16 October 2023

The most detailed map of the human brain in history has been published

As part of a massive project, scientists have detailed the location and inner workings of 3,300 types of brain cells. And they have only a vague idea of what most of them do. Only a fraction of these new cells were previously known to science. As part of the project, the scientists published 21 new papers in three journals, Science, Science Advances and Science Translational Medicine.

The atlas of the human brain used advanced techniques that had previously mostly been used on animals. The scientists applied transcriptomics, which involves cataloging all the RNA in individual cells (RNA is a genetic molecule that contains instructions for building proteins and performs other important functions).

The researchers also used epigenomics, which involves studying the chemical tags that sit on top of DNA and control the use of genes. The individual studies included in BICCN included data from hundreds of thousands to millions of brain cells .

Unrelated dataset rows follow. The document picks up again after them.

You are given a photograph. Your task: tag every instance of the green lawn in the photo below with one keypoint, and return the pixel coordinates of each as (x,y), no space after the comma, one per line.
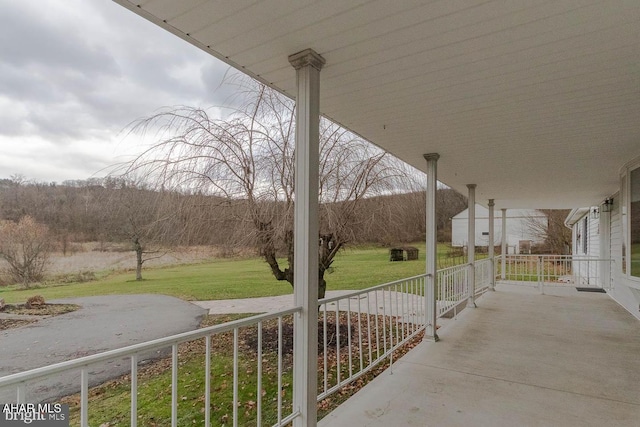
(355,268)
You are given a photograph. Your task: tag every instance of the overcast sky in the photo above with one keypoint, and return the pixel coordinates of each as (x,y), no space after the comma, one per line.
(74,73)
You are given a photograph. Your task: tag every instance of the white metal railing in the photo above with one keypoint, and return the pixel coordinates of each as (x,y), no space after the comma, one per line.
(484,275)
(20,382)
(357,332)
(554,270)
(452,288)
(378,321)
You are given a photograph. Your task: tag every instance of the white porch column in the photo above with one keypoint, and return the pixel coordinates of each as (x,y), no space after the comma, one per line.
(605,247)
(492,283)
(305,352)
(503,243)
(471,246)
(431,249)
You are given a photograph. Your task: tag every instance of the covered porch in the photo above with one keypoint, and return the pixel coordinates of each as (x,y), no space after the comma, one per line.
(524,104)
(520,358)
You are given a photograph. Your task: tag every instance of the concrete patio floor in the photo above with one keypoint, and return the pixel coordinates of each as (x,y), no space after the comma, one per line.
(566,358)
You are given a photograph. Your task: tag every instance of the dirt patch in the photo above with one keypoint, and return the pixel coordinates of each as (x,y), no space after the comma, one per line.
(44,310)
(14,323)
(17,315)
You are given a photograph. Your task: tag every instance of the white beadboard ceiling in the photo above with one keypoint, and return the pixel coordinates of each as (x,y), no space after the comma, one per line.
(535,101)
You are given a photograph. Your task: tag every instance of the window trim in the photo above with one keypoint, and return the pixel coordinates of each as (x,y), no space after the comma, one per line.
(625,217)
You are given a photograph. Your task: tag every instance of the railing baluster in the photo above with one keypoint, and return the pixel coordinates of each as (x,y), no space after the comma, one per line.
(134,390)
(377,325)
(349,341)
(369,341)
(338,367)
(280,370)
(207,381)
(361,356)
(84,397)
(21,393)
(259,379)
(325,356)
(235,377)
(174,385)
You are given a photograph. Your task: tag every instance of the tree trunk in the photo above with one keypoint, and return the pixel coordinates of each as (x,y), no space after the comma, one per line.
(322,286)
(138,248)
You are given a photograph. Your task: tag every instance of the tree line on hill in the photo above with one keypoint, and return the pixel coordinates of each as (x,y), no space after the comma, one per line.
(111,210)
(229,181)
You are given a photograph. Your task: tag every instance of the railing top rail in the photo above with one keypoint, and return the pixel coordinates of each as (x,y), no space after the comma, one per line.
(141,347)
(560,257)
(367,290)
(454,267)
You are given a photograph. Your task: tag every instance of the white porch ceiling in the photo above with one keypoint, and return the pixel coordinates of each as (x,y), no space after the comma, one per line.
(535,101)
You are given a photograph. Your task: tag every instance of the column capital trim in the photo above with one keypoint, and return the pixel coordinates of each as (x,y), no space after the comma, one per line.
(305,58)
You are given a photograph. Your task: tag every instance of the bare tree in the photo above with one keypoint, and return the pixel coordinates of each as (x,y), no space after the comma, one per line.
(248,158)
(143,217)
(25,247)
(556,236)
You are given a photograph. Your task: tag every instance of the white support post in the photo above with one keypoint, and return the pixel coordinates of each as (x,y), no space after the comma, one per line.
(305,350)
(471,246)
(605,248)
(503,244)
(492,282)
(431,249)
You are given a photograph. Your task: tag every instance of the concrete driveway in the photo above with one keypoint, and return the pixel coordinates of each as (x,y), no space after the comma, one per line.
(103,323)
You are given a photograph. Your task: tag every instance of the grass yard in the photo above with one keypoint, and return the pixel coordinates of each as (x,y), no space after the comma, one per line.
(354,268)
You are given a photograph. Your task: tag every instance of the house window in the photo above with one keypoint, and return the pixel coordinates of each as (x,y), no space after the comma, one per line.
(623,220)
(634,222)
(585,234)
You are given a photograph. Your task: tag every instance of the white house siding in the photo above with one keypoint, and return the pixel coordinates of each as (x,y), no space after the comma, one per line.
(517,227)
(588,226)
(624,290)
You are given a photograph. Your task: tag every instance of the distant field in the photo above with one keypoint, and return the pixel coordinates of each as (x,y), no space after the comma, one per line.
(224,278)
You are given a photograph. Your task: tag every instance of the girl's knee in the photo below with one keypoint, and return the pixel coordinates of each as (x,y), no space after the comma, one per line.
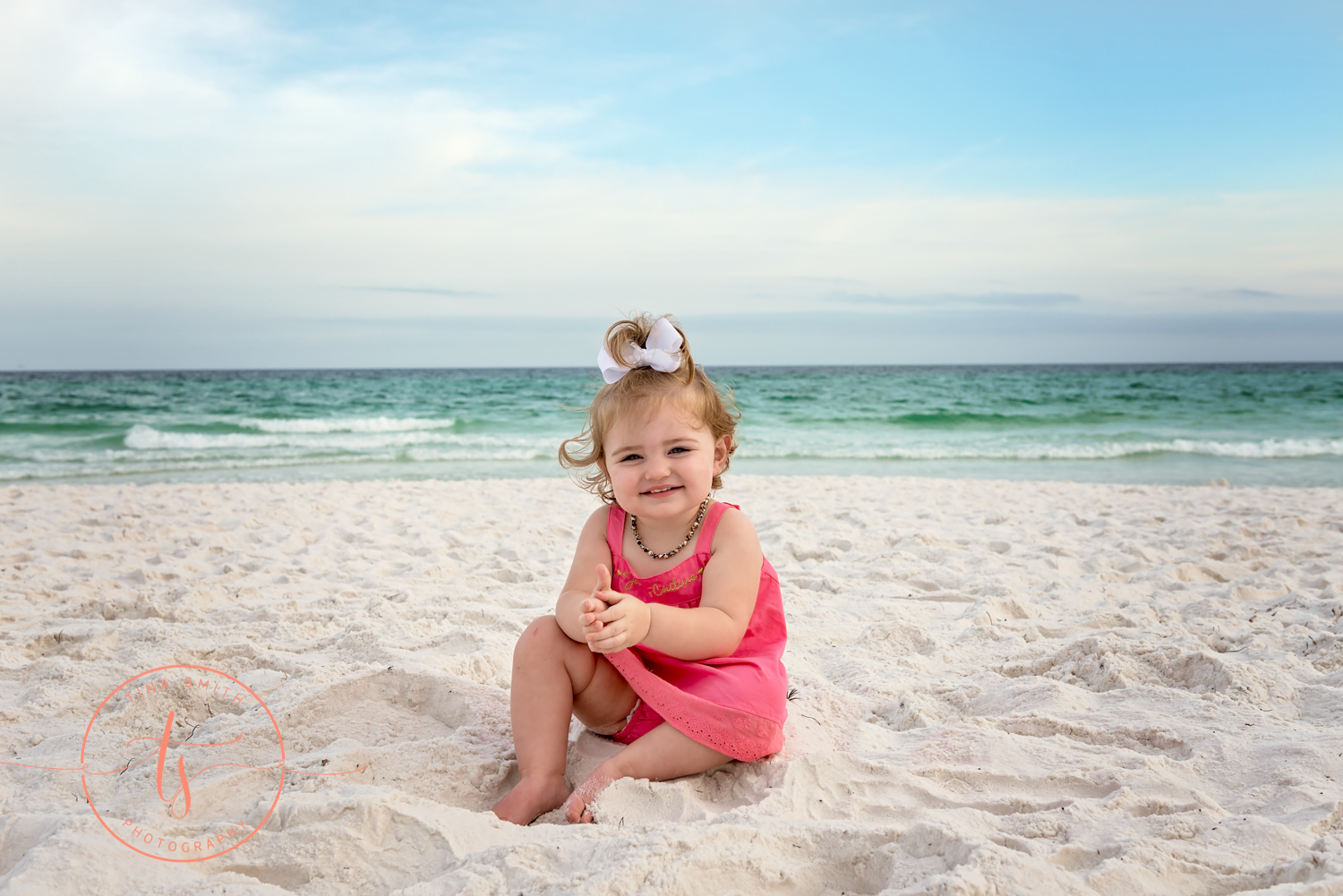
(544,633)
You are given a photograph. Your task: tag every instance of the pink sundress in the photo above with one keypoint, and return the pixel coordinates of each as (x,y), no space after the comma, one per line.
(732,704)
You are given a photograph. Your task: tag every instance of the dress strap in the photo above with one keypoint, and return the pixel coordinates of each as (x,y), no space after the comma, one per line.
(711,525)
(615,531)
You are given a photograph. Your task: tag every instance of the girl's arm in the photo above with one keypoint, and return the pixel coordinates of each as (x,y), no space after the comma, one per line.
(583,578)
(714,627)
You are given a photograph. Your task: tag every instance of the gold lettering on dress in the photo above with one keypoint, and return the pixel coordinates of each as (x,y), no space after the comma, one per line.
(676,585)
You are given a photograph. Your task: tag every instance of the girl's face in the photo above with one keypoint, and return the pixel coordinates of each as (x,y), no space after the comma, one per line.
(661,466)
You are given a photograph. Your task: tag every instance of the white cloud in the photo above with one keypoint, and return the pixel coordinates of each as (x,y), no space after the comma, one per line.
(155,158)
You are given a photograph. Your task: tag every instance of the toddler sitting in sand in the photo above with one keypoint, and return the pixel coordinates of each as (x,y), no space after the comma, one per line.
(669,632)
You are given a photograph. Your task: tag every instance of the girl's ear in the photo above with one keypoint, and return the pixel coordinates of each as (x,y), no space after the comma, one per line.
(722,449)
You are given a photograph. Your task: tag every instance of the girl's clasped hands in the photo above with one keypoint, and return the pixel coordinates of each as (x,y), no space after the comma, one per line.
(612,621)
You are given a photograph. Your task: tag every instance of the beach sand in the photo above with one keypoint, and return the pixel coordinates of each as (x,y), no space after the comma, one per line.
(999,688)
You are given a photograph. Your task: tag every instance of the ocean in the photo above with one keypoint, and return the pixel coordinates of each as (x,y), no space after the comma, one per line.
(1245,423)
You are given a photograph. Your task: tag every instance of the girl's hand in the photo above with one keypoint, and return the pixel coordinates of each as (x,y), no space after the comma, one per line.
(620,624)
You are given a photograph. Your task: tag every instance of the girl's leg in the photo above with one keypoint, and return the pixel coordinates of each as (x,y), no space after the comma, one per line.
(555,678)
(658,755)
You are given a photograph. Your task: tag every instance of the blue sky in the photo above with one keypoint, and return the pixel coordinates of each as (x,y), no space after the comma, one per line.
(383,184)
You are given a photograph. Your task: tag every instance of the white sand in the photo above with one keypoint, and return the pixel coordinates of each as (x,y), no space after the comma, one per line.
(1001,688)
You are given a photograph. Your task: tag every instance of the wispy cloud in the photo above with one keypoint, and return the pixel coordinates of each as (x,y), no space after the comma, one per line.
(424,290)
(988,300)
(1244,293)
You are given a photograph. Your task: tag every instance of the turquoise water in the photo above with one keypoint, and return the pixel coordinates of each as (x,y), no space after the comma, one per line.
(1254,423)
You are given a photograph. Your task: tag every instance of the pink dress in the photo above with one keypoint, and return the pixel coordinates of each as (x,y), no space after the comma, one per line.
(733,704)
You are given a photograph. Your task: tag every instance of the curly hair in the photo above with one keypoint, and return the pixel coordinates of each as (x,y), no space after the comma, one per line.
(689,387)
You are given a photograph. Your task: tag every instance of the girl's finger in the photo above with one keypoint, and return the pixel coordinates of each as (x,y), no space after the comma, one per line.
(603,578)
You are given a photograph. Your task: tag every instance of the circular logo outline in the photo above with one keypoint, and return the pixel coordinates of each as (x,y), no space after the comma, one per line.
(279,789)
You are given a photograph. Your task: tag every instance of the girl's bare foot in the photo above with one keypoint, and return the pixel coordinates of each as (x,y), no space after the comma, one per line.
(577,806)
(532,797)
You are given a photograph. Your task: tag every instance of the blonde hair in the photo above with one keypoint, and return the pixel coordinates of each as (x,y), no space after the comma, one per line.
(688,386)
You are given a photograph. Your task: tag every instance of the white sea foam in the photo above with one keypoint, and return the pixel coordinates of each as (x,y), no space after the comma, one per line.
(147,438)
(1065,452)
(349,424)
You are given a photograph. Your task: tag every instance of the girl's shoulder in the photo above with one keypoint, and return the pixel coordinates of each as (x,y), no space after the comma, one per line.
(735,530)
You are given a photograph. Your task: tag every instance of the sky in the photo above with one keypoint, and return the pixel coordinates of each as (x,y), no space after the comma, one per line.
(434,184)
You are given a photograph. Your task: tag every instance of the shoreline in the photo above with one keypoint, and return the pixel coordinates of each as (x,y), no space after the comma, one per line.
(1034,686)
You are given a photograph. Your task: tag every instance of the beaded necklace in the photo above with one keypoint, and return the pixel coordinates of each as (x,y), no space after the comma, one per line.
(695,527)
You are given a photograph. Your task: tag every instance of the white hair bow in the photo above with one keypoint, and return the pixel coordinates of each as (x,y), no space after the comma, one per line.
(663,354)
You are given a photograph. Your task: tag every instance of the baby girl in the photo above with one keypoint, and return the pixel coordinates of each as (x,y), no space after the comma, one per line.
(669,632)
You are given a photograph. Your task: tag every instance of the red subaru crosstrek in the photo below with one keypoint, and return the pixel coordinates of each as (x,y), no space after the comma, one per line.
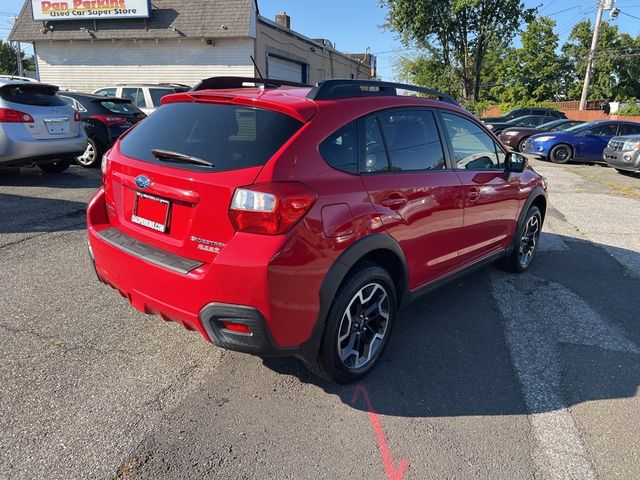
(288,220)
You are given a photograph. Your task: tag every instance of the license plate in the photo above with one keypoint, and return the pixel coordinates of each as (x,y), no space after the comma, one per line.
(151,212)
(57,126)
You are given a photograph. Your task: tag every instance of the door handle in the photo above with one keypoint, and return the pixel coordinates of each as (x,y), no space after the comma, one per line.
(394,201)
(473,194)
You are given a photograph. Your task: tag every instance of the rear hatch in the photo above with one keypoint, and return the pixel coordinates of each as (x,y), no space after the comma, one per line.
(120,107)
(170,179)
(53,118)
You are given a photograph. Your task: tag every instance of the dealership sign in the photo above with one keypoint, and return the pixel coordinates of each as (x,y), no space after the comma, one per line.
(89,9)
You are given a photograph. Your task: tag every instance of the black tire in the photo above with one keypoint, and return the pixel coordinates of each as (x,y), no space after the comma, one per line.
(561,154)
(370,279)
(55,167)
(515,260)
(92,155)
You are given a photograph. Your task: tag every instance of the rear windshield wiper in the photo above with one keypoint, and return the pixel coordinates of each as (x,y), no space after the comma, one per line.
(168,156)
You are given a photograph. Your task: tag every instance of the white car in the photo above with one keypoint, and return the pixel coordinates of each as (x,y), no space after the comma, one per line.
(144,96)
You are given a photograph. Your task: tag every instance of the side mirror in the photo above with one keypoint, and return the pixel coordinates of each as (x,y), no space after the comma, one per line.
(515,163)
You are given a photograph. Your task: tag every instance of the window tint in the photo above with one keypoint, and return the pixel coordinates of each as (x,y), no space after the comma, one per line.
(212,133)
(121,107)
(340,150)
(626,129)
(31,94)
(157,94)
(412,140)
(106,92)
(604,130)
(136,95)
(473,148)
(375,153)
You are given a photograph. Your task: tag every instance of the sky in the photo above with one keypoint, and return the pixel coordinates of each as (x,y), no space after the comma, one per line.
(355,25)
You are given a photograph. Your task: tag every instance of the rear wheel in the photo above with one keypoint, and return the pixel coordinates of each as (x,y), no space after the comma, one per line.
(561,154)
(55,167)
(91,156)
(358,325)
(525,243)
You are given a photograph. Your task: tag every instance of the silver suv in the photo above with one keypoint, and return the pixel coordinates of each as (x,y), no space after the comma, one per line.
(37,127)
(623,153)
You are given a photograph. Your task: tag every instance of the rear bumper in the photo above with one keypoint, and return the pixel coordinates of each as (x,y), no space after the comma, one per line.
(18,150)
(629,161)
(249,289)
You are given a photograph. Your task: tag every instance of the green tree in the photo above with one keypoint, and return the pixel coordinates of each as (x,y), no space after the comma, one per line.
(576,51)
(459,32)
(533,71)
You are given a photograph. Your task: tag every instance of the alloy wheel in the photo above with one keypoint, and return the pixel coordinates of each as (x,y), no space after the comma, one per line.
(89,156)
(363,326)
(529,241)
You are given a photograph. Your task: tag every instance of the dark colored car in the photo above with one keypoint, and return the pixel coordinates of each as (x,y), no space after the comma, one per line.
(514,137)
(527,121)
(521,112)
(104,120)
(294,221)
(585,142)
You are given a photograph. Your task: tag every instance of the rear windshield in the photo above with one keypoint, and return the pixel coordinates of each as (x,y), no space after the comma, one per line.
(229,136)
(31,94)
(121,107)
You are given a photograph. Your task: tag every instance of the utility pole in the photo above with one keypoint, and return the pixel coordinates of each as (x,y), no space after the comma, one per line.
(592,55)
(19,55)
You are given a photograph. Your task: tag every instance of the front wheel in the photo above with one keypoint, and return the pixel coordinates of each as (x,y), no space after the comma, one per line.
(91,156)
(561,154)
(358,325)
(55,167)
(525,243)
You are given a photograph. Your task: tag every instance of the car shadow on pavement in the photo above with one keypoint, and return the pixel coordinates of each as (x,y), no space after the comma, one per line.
(21,214)
(74,177)
(452,352)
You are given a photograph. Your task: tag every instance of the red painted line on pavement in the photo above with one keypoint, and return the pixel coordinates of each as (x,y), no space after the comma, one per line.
(383,445)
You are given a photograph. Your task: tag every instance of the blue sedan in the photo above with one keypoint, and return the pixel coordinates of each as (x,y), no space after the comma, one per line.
(582,143)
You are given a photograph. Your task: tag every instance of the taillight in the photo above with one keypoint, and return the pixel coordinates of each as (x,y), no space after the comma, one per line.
(14,116)
(271,208)
(104,165)
(110,120)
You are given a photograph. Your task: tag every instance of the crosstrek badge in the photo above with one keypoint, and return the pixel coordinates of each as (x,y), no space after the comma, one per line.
(89,9)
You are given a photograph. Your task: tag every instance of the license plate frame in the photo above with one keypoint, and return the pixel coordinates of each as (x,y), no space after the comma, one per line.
(152,223)
(57,126)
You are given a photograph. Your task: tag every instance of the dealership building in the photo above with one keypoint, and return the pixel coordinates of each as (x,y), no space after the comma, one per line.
(85,45)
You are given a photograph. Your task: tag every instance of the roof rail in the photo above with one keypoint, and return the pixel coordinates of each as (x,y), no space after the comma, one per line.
(220,83)
(346,88)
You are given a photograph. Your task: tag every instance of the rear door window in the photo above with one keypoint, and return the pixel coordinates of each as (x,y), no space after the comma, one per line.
(106,92)
(229,136)
(412,140)
(136,95)
(473,148)
(340,150)
(31,94)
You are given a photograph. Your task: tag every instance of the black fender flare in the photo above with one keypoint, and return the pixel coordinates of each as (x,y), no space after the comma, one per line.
(336,275)
(538,192)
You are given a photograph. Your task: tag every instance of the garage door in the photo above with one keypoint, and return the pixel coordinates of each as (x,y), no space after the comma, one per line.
(282,69)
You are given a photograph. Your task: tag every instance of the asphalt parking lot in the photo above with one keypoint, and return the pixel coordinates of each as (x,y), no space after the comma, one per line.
(493,377)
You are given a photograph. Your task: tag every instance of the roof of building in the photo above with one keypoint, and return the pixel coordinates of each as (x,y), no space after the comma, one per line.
(169,19)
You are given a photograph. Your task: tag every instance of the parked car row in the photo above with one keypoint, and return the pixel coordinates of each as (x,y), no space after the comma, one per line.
(42,126)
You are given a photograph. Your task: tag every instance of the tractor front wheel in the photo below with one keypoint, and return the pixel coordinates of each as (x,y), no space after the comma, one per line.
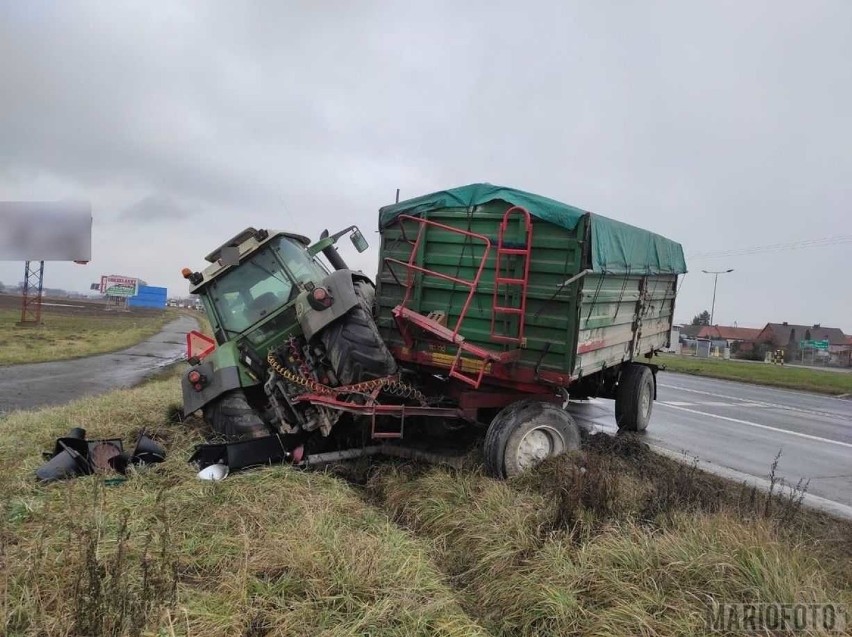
(524,434)
(232,416)
(353,344)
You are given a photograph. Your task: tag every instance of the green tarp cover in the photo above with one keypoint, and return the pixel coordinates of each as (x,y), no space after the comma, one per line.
(617,248)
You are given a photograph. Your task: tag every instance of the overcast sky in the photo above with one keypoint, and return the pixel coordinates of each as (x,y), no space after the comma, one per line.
(718,124)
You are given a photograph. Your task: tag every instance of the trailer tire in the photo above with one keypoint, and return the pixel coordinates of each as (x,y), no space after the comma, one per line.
(353,344)
(232,416)
(524,434)
(634,398)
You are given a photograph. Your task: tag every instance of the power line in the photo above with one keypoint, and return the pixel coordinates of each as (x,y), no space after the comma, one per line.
(774,247)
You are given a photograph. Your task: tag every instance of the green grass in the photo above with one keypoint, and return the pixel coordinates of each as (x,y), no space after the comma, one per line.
(66,336)
(612,541)
(834,383)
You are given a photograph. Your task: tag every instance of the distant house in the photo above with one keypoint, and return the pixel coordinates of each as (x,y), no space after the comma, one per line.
(788,335)
(690,331)
(739,339)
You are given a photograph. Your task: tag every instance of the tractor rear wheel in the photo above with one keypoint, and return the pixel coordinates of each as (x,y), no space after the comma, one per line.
(524,434)
(232,416)
(353,344)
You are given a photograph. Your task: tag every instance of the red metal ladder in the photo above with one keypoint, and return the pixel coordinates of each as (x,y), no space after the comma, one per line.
(405,316)
(505,257)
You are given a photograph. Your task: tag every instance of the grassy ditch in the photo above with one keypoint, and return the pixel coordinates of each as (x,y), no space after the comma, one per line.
(612,541)
(71,335)
(834,383)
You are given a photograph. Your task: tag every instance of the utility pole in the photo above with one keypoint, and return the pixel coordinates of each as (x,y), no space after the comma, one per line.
(715,280)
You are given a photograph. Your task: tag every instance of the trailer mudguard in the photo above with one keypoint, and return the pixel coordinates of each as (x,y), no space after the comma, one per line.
(341,288)
(221,372)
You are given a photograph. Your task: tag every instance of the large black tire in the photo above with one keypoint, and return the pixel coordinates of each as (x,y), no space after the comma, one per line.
(524,434)
(353,344)
(233,417)
(634,398)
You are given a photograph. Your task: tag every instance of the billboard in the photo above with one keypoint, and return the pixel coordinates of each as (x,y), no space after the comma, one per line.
(45,231)
(149,297)
(115,285)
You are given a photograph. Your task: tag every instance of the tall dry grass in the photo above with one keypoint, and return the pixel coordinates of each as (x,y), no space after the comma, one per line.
(268,552)
(612,541)
(615,542)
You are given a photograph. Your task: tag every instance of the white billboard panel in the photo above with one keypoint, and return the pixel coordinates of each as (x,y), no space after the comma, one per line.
(115,285)
(45,231)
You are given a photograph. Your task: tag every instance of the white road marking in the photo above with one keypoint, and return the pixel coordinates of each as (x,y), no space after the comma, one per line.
(768,388)
(762,403)
(759,426)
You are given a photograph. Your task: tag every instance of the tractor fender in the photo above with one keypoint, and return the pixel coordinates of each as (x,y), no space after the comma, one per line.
(222,371)
(341,287)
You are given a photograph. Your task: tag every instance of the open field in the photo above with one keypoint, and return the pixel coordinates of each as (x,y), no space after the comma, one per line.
(761,374)
(614,541)
(69,332)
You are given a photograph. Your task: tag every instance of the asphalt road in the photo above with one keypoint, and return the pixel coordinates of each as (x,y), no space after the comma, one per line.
(54,383)
(737,429)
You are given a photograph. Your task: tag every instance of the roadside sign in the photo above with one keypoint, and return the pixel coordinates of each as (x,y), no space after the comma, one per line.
(114,285)
(823,344)
(199,345)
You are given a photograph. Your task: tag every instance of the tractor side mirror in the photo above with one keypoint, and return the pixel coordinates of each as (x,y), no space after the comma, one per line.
(229,255)
(358,240)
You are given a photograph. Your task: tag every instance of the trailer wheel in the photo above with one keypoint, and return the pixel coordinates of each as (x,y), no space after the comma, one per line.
(231,416)
(524,434)
(353,344)
(634,398)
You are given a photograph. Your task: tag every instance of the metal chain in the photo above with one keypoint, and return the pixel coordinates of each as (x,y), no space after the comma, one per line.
(390,384)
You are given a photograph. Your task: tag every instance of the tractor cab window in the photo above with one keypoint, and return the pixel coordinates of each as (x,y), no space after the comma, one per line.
(299,262)
(251,291)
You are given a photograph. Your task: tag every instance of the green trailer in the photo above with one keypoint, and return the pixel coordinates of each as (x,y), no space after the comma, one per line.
(510,296)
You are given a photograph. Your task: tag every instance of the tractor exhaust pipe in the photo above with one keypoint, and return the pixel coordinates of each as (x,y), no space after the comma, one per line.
(333,255)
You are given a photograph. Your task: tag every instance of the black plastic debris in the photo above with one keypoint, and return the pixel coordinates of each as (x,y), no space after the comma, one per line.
(75,456)
(241,454)
(147,451)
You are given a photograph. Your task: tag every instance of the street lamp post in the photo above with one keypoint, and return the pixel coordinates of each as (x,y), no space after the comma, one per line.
(715,280)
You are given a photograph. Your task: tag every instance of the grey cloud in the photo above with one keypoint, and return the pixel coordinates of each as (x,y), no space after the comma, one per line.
(719,124)
(157,208)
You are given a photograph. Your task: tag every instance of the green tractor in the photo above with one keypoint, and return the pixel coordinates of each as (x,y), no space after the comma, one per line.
(283,322)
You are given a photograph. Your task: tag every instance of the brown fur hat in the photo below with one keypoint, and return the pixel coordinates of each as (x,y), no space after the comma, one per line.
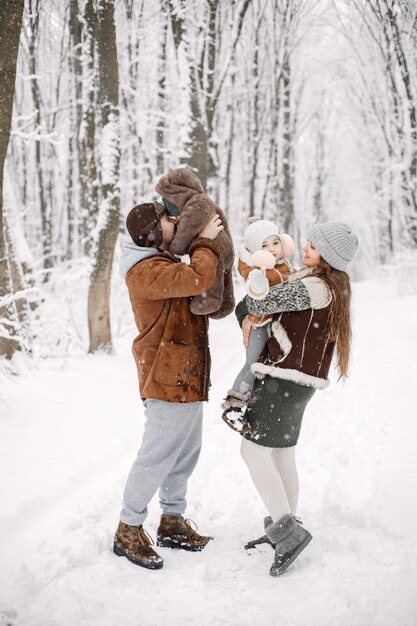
(184,189)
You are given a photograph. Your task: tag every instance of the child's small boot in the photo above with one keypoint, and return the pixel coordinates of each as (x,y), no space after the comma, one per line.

By combining these methods, researchers have created single-cell-scale maps of the developing and adult human brain, as well as the brains of primates such as monkeys (Callithrix) and macaques (Macaca). In some studies, scientists have also examined the brains of chimpanzees (Pan troglodytes) and gorillas (Gorilla).

This allowed for a direct comparison between the brains of humans and non-human primates and showed that many cell types found in our brains are also found in chimpanzees and gorillas, The New York Times reported. But while we have the same cell types, the gene activity of these cells in humans and apes is markedly different, and that changes how these cells work together.

"It's actually the connections - the way these cells talk to each other - that differentiate us from chimpanzees," Trygve Bakken, a neuroscientist at the Allen Institute who worked on the primate research, told the Times.

"This is not just an atlas," Ed Lane, a neurobiologist at the Allen Institute for Brain Research and lead author of five papers, told MIT Technology Review. "The project opens up a whole new field. You can now look into the brains of species at extremely high cellular resolution. This has not normally been possible in the past."

The research was conducted as part of a National Institutes of Health project known as Brain Research through Advancing Innovative Neurotechnologies or BICCN. It was launched in 2017; the goal is to catalog cells found in the brains of mice, humans, and monkeys.